In transportation debate, don’t forget low-income fares
IT IS COMMON KNOWLEDGE to riders and elected officials alike that our public transit systems are in need of transformative change. But often lost in the conversation about fixing the MBTA and regional transit authorities is the burden of transit costs on people who already struggle to make ends meet. Our region has high poverty and inequality— 20 percent of Bostonians and more than 9 percent of those in the greater metro area have incomes at or below the poverty level. Reduced fares for riders with low incomes should be a priority for legislators and officials.
Low-income people and communities of color disproportionately depend on public transit and face disparities in transit access and affordability. About one-third of workers in Suffolk County who use public transportation earn below $25,000 per year or about 200 percent of the federal poverty level for a single person. Fare hikes have hit low-income riders hard—since 2000, cash subway fares have nearly doubled in real terms, from $1 (equivalent to $1.48 in 2019 dollars) to $2.90. In fact, the cost of riding the T has risen faster than the cost of driving over that time.

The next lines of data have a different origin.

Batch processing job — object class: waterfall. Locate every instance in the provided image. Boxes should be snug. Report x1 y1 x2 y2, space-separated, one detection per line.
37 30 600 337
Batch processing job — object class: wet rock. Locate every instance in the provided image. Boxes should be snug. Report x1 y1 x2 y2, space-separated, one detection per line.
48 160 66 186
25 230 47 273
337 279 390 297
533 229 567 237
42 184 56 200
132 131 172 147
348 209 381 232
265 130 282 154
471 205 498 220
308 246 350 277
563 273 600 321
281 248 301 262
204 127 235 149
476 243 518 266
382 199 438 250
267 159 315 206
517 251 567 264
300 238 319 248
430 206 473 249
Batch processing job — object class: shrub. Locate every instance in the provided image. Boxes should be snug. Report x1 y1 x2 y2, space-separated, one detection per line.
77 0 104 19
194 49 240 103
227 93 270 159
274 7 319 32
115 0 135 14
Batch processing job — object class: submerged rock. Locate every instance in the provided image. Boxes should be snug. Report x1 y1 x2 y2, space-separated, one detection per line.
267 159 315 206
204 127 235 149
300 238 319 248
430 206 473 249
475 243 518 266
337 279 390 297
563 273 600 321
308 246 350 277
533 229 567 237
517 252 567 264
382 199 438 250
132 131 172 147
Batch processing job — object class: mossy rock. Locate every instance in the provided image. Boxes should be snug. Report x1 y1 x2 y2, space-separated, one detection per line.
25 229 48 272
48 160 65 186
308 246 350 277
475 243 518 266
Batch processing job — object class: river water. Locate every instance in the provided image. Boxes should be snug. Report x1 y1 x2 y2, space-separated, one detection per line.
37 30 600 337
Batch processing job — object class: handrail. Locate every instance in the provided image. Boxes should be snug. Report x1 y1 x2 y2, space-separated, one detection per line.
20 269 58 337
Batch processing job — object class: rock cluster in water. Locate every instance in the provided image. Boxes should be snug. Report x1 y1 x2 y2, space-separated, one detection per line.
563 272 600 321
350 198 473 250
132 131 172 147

A reduced fare would make a concrete difference in the lives of people with the fewest resources. It would allow people to travel more affordably, not only to work, but to doctor’s appointments, their children’s schools, or to pursue their own education. In fact, a study conducted by researchers at MIT found that low-income people with access to a half-price fare took 30 percent more trips overall, and more trips to access healthcare and social services.